Já a usurpação voluntária foi explorada ad nauseam no teatro espanhol do Renascimento: semelhanças de reis ou dignitários com camponeses, utilizadas para fins políticos. No sentido oposto oportuno citar o Mahabharata (século IV-V a.C.), livro sagrado da Índia, que páginas tantas mostram quatro deuses tomando a aparência da heroína ajudando o herói a encontrar a heroína verdadeira. O duplo sobrenatural existe a mancheias nas páginas literárias: modo geral trata da metamorfose momentânea de um deus num mortal de quem ele usurpa os traços e a identidade. Mas o contrário também acontece: o sonho de eternidade por meio da reencarnação num duplo jovem serve de tema para The Story of the Late Mr. Elvesham (1897), de H. G. Wells. É o homem mais uma vez – através do mito do duplo – tentando abarcar privilégios divinos. Na mitologia grega um exemplo de significação ampla: Galatéia – esculpida por Pigmalião, que, apaixonado pela sua própria obra – impressiona sobremaneira a deusa Afrodite, pois esta, ao ver tão grande amor, transforma o mármore sólido em criatura de carne e osso.

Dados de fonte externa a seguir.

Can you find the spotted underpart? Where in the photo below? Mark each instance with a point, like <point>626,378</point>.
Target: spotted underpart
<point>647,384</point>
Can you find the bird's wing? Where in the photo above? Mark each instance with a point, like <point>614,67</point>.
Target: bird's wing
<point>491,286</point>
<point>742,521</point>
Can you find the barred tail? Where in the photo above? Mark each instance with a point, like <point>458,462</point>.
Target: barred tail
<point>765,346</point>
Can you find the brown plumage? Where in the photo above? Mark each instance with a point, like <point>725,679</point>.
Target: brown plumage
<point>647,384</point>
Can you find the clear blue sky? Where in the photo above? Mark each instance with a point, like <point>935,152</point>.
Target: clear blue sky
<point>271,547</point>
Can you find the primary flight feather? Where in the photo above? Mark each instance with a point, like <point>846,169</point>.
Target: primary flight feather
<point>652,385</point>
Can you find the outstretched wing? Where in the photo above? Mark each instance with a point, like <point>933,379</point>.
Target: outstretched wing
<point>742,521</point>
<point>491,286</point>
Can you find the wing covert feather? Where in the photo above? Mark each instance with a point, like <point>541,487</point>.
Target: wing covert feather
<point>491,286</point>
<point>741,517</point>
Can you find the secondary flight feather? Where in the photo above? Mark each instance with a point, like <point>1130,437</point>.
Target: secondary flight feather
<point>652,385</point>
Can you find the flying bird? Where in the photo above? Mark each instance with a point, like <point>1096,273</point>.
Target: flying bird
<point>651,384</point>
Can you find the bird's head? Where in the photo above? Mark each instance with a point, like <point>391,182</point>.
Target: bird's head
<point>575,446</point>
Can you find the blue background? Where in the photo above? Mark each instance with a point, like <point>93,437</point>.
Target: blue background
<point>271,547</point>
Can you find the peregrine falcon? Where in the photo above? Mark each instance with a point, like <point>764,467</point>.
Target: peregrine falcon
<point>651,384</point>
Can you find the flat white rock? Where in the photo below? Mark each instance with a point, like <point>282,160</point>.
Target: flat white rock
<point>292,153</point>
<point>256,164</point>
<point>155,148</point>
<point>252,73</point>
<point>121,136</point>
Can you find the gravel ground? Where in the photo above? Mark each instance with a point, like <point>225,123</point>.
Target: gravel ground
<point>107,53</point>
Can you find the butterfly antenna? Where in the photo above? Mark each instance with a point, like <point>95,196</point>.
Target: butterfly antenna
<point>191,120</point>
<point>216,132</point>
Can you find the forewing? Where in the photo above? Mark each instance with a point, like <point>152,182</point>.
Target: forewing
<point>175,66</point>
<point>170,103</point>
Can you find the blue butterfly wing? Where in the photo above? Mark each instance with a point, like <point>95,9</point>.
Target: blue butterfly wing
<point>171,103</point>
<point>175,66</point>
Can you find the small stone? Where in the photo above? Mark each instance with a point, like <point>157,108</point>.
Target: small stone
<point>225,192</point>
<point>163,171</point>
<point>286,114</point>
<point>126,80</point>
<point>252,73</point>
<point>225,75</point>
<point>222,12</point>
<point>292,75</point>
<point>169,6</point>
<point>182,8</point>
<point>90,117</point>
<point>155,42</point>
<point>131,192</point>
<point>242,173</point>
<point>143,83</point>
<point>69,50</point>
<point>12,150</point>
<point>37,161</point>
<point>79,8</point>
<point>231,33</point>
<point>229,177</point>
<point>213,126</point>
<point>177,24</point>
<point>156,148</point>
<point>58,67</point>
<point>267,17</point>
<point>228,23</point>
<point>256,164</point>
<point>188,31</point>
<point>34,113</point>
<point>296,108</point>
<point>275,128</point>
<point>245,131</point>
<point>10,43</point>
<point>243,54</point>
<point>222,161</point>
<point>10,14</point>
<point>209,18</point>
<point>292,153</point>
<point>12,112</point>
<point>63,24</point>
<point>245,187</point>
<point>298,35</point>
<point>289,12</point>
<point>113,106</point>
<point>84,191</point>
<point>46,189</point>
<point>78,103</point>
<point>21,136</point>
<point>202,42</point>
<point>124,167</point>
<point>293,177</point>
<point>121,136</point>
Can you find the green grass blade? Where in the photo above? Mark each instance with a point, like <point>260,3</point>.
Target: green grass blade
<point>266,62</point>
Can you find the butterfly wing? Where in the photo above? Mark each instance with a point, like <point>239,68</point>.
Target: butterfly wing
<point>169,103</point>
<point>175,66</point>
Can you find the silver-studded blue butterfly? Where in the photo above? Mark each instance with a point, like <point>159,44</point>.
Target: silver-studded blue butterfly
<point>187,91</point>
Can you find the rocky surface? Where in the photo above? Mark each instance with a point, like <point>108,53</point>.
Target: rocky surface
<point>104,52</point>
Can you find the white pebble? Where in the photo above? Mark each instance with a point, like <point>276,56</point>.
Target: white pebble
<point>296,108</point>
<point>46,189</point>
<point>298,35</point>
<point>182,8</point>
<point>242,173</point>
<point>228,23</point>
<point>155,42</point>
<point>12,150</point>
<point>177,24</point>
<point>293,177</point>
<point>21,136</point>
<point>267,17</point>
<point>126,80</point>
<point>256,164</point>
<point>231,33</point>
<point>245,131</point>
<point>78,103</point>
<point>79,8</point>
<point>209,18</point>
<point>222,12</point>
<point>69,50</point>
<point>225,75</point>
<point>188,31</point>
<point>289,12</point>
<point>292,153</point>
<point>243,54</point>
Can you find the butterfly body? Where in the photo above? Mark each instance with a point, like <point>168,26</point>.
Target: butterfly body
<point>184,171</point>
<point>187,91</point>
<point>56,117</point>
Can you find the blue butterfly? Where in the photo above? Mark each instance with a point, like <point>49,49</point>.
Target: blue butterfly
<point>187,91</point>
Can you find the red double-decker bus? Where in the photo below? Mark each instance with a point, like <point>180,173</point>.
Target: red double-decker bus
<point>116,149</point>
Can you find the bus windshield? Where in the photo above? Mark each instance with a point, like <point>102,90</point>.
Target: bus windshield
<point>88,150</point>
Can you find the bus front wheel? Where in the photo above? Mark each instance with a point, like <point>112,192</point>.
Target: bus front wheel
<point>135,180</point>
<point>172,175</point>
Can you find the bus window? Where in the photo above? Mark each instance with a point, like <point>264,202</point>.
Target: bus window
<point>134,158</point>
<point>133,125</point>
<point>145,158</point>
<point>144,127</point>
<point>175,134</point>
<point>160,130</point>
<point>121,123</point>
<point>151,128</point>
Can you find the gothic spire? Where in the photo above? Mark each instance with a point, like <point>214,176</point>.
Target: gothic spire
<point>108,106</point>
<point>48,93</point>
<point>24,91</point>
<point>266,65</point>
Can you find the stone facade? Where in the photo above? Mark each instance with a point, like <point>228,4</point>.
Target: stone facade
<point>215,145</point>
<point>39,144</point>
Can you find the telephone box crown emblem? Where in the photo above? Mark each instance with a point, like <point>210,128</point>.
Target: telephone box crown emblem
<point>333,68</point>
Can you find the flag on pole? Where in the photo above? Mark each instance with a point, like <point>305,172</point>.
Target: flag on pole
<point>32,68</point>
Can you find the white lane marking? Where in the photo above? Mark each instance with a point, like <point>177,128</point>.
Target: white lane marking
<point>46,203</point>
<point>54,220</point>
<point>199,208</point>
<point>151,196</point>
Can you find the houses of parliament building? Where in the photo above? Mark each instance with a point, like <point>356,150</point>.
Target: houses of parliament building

A mais famosa das histórias de duplo foi escrita por Stevenson – O Estranho Caso do Dr. Jekyll e de Mr. Hyde, ficando em acentuado destaque como O médico e o monstro. O primeiro sabe que está duplicado e tenta, na qualidade de cientista, desembaraçar-se da parte malformada de seu ser, que não combina com seus propósitos sociais. Mas o bom Dr. Jekyll – já agora um mero espectro de si mesmo – será parasitado pelo outro: o mal, Hyde, que é mais vigoroso do que o pobre Jekyll, pálida imagem da honorabilidade. Sua morte faz conhecer sobrenaturalmente o que ele era de fato: o corpo, encolhido, tem os traços hediondos do outro. Para Clémant Rosset “não se escapa ao destino” significa simplesmente que não se escapa ao real. O que é e não pode não ser. […] O que existe é sempre unívoco: na borda do real – seja o acontecimento favorável ou desfavorável – os duplos se dissipam por encantamento ou maldição.

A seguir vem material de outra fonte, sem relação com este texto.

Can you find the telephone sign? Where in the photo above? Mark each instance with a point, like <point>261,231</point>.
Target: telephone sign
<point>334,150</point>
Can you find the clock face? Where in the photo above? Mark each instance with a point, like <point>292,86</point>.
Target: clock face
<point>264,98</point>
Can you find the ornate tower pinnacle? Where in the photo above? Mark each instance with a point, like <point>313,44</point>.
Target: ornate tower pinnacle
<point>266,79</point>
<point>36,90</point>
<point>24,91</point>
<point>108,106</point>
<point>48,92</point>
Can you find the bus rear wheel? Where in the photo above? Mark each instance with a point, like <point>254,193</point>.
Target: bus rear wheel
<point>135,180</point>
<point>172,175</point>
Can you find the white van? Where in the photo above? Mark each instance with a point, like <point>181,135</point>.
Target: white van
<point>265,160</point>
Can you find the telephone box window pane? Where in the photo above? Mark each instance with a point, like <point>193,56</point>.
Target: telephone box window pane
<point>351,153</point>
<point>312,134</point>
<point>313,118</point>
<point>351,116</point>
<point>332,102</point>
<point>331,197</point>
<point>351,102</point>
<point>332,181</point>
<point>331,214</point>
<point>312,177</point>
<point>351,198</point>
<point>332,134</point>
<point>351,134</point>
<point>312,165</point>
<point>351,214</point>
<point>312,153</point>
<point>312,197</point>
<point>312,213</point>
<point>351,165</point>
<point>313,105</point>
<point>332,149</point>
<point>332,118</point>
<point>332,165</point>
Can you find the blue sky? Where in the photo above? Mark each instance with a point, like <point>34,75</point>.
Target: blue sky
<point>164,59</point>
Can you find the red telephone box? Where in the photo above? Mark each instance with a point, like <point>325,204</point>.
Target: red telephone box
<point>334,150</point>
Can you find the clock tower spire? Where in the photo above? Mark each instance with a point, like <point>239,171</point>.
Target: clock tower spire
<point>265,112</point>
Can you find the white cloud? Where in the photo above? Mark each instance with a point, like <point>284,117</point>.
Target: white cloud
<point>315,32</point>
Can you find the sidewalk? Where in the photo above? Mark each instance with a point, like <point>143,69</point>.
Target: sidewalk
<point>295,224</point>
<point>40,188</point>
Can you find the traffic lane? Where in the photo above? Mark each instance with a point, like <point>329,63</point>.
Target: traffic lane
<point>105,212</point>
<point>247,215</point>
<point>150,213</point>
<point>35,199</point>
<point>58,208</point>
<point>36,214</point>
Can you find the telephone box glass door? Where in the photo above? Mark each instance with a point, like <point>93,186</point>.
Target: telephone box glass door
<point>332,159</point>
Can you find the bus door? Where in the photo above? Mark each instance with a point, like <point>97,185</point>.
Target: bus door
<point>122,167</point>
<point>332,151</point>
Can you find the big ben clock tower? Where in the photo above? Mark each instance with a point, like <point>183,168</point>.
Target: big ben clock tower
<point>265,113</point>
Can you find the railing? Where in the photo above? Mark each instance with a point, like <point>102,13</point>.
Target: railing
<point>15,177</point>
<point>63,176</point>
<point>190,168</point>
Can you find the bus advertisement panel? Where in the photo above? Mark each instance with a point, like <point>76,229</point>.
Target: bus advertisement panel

A noção de duplo designa uma representação do Eu que pode tomar diversas formas encontradas no animismo primitivo como extensão narcísica e garantia de imortalidade. Otto Rank – com seu ensaio sobre o duplo (1914) – foi o primeiro a desenvolver essa noção no campo psicanalítico. Freud, aliás, cita-o ad nauseam em O Estranho (Lo Ominoso) . “Helos aqui: la presencia de “dobles” em todas sus gradaciones y plasmaciones, vale decir, la aparición de personas que por su idéntico aspecto deben considerarse idénticas; el acrescentamiento de esta circunstancia por el salto de processos anímicos de una de estas personas a la otra. De suerte que una es coposeedora del saber, el sentir y el vivenciar de la otra” – diz Freud a propósito do conto O Homem da Areia, de Hoffmann.

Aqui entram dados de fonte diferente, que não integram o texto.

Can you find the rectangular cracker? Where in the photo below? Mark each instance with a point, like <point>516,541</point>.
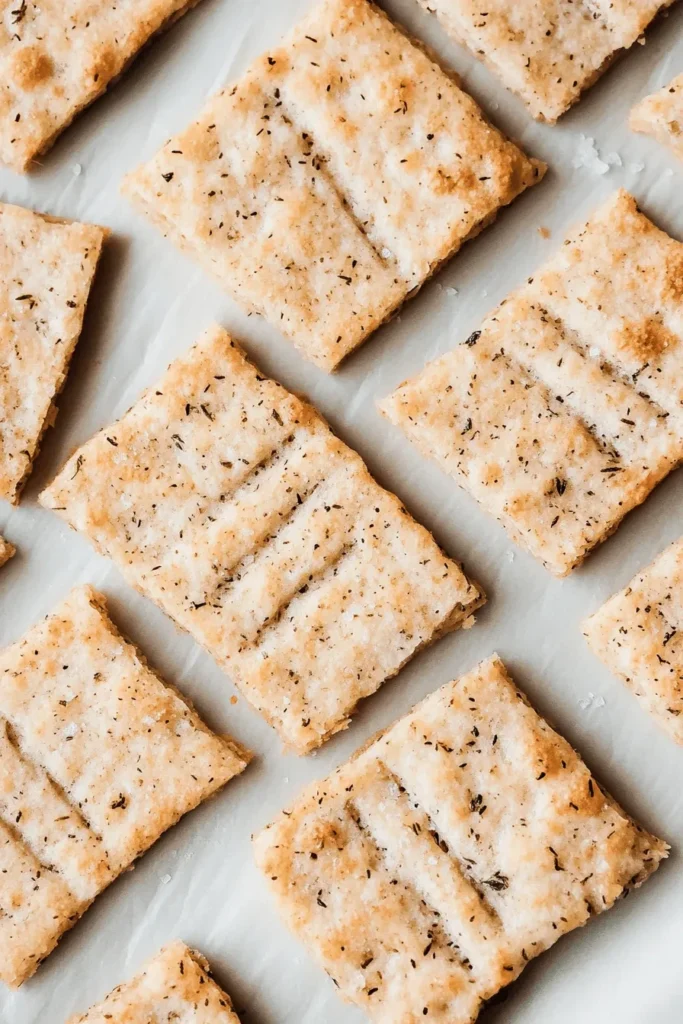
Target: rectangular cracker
<point>662,116</point>
<point>565,410</point>
<point>97,758</point>
<point>6,551</point>
<point>229,503</point>
<point>56,57</point>
<point>638,634</point>
<point>46,270</point>
<point>466,840</point>
<point>328,183</point>
<point>547,51</point>
<point>175,986</point>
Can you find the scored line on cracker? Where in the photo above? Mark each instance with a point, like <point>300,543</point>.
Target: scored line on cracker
<point>565,410</point>
<point>230,503</point>
<point>427,870</point>
<point>97,758</point>
<point>332,179</point>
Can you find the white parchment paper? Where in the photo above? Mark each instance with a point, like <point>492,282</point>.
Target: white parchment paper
<point>150,303</point>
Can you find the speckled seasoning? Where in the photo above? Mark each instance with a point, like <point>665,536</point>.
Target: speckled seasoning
<point>662,116</point>
<point>638,634</point>
<point>46,270</point>
<point>332,179</point>
<point>547,51</point>
<point>6,551</point>
<point>97,759</point>
<point>230,503</point>
<point>565,410</point>
<point>465,841</point>
<point>174,988</point>
<point>56,57</point>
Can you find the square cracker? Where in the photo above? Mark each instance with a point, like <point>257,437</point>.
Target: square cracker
<point>229,503</point>
<point>662,116</point>
<point>638,634</point>
<point>332,179</point>
<point>46,270</point>
<point>56,57</point>
<point>6,551</point>
<point>174,986</point>
<point>463,842</point>
<point>547,51</point>
<point>97,759</point>
<point>565,410</point>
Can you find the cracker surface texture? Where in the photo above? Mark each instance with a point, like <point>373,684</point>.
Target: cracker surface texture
<point>230,503</point>
<point>465,841</point>
<point>332,179</point>
<point>97,759</point>
<point>58,55</point>
<point>175,987</point>
<point>565,410</point>
<point>547,51</point>
<point>638,634</point>
<point>6,551</point>
<point>46,270</point>
<point>662,116</point>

O motivo do duplo é retomado por ele Freud e integrado na noção de “inquietante estranheza”, essa “variedade particular do pavoroso que remonta para além que é desde há muito tempo conhecido, desde há muito tempo familiar”, mas que se tornou pavoroso porque corresponde a algo recalcado que retornou. O duplo – escreve Freud citando Heinrich Heine – converteu-se numa imagem de assombro da mesma maneira que os deuses viam demônios depois que sua religião desmoronou (1910). Não é mais o próprio duplo (sombra) que continua a viver, mas é o espírito de um ancestral que renasce no embrião – disse Otto Rank já em 1914.

Um conflito psíquico cria o duplo, projeção da desordem íntima; o preço a pagar pela libertação é o medo do encontro. Mas ele duplo está ligado também ao problema da morte e ao desejo de sobreviver-lhe – sendo o amor por si mesmo e a angústia da morte – indissociáveis. Para Keppler (1972), o duplo é ao mesmo tempo idêntico ao original, e diferente – até mesmo o oposto – dele. É sempre figura fascinante para aquele que ele duplica, em virtude do paradoxo que representa (ele é ao mesmo tempo interior e exterior, está aqui e lá, é oposto e complementar), e provoca – no original – reações emocionais extremas (atração/repulsa).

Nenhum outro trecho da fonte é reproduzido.